Wednesday, May 24, 2006

Decreasing the prejudice

I have been venturing into the wide identity space for a very simple reason. Although I do not pretend being an expert in this field, I believe using a communication address as an identity GUID is detrimental to the identity system relying on this identifier, and to the communication system that is using this address for routing. Communication systems are more my cup of tea. While researching the subject, I came across the latest fashionable sub spaces on the subject of identity, namely “digital reputation”. In a previous post, I explained what makes me suspicious about this concept in the very wide sense. This definition of reputation in the context of blog comments may reconcile me with some of the possible applications of digital reputation. Actually I find the authors idea of “reputation system” interesting.

reputation is a 1 to 1 relation between the reputed party (the blog commenter) and a reputation-relying service (the blog)

This is a much narrower definition than the more generic, all contexts inclusive, definitions I have been exposed so far. I have no difficulties extending this functional definition to any “reputation system”.

reputation is a computed value, the computation is performed by a reputation-asserting authority (the reputation manager service) from a collection of transactional data (acceptances and rejections of previous comments to other blog posts) and identity data originated by past interactions of the reputed party with reputation-relying services (other blogs).

I find this second functional definition a little trickier. Obviously, as a critical human being, I understand the underlying expectations buried in such definition. I also understand its limitations:

  • the reputation system relies on “identity data”. In effect, the reputation system will be entirely dependent on the unicity of this “identity data” in order to compute the “reputation value” and keep a record of the “past interactions”
  • to comply with privacy protection, the reputation system would certainly have to work on opaque tokens, instead of more explicit tokens such as mail addresses. This is the only way to ensure a minimum level of “identity independence” in the calculation process.
  • the entire system will be bound to the pre-requisite that the spammer would play by the rules of good behavior. More specifically, it implies the spammer will behave in such a way the “reputation system” will always recognize it as the owner of a previous “identity data”. The game may becomes slightly more difficult if the spammer keep changing identity data.
  • the “identity data” correlation problem becomes rather complex once the “reputation system” would require access to “interactions” outside the boundaries of a single blog. This aggregation can be eased up by setting up the “reputation system” as an external party. In this case, the token must only be thought off as a reputation token, and not an identity token.
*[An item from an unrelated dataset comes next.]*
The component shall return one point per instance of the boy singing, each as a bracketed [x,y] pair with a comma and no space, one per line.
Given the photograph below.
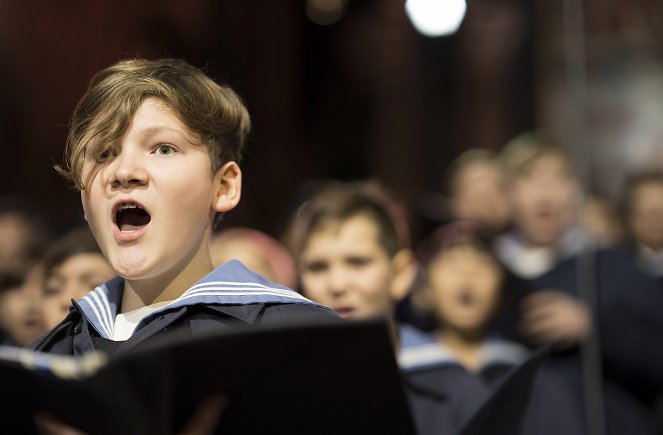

Approaching the problem from that angle would make me feel more comfortable. I believe the blog “reputation system” could be built upon presentation of this reputation token, as long as this token does not provide direct mapping to the owner’s identity. After all, the blog is only interested by a repetitivity and scaling quality index on the posted comments. Using an identifier, and not an identity, to reconcile and group together the collection of transactional data used to compute that index is a perfectly valid approach. But it has the invaluable advantage of protecting the privacy of the comments’ author.

I disagree on several counts with Dick Hardt when he tries to mush up identity and reputation. But what could I expect from a blog trying to describe a “next generation identity”? Identity is our essence. Outsiders will use multiple attributes to incompletely describe how they perceive our identity in their own ontology. Our identity may possess certain innate attributes that are more permanent than others, but we do not usually disclose them easily. As a matter of fact, in most cases, identity attributes are imposed on us. Defining identity broadly (identity == reputation, identity == transactions, etc.) infers that we lose the ability to do anything useful with it. In particular, privacy concerns gets much broader. So, when someone tries to over simplify, and come up with the blunt statement that reputation is identity, he earns a bad value in my “reputation system”.

With respect to comments on a blog. We envision the commenter needing to build up a reputation over time, and it would be associated with a particular persona. Since it takes a sequence of good behavior to build a positive reputation, there is a cost to that reputation, that good netizens will want to preserve if having a good reputation provides additional value.

Once again, another “good intent”. I understand the requirement, but I would only agree on a resulting system based on contextual reputation, and not identity. His position is pre-supposing that a contextual reputation can be extended to any ontology and/or context. Because every context and ontology pair define differently what a “good behavior” contains, they will definitively lead to several different contextual reputations. Each of these reputations may be useful in their own context. Quickly reducing all these contextual reputations into a single manichean net-wide reputation is a little far fetched…